More likely, it’s because they are having their first night off since this time last year, when chancellor Rishi Sunak announced the slashing of stamp duty to kickstart the housing market. The temporary cut on properties up to £500,000 ended today, after months of solicitors reportedly working long into the night to complete transactions before the deadline. Tomorrow the stamp duty threshold falls to £250,000, before returning to its pre-covid level of £125,000 in September.
It’s pretty clear the cut has had an incredible effect on the housing market, despite the potential impact of the covid restrictions. At a time when family finances have been stretched, removal men have to wear masks and housewarming parties are strictly off limits, the housing market has in fact come out swinging. While we don’t have precise figures yet, stamp duty receipts for May were about £652m - or a whopping 81 per cent higher than the same time last year. With the deadline looming, the market seemingly went gangbusters.

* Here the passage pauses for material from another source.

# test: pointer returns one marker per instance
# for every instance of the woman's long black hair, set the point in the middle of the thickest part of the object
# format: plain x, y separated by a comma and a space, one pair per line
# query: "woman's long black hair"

But when the celebrations end and those solicitors return to their desks, attention will turn to the potentially thousands of homebuyers still waiting to move. Many hopeful movers will be left disappointed today. The temporary cut created an artificial boom, and its end will feel extremely unfair to the hard-working taxpayers who may only miss it by a few weeks or even just a day or two. Tax cuts like this can change people’s lives, and shouldn’t be abandoned lightly. As anyone who’s been through it will tell you, the only thing more stressful than actually buying is when the sale falls through at the last moment. But that’s what may happen, especially to buyers on stretched budgets who were counting on this tax break to upgrade to their first family home.
Thankfully, there’s an easy solution. It’s not another temporary cut - the housing market needs to normalise, not be pumped up by endless short term boosts. The solution is to make the stamp duty cut permanent.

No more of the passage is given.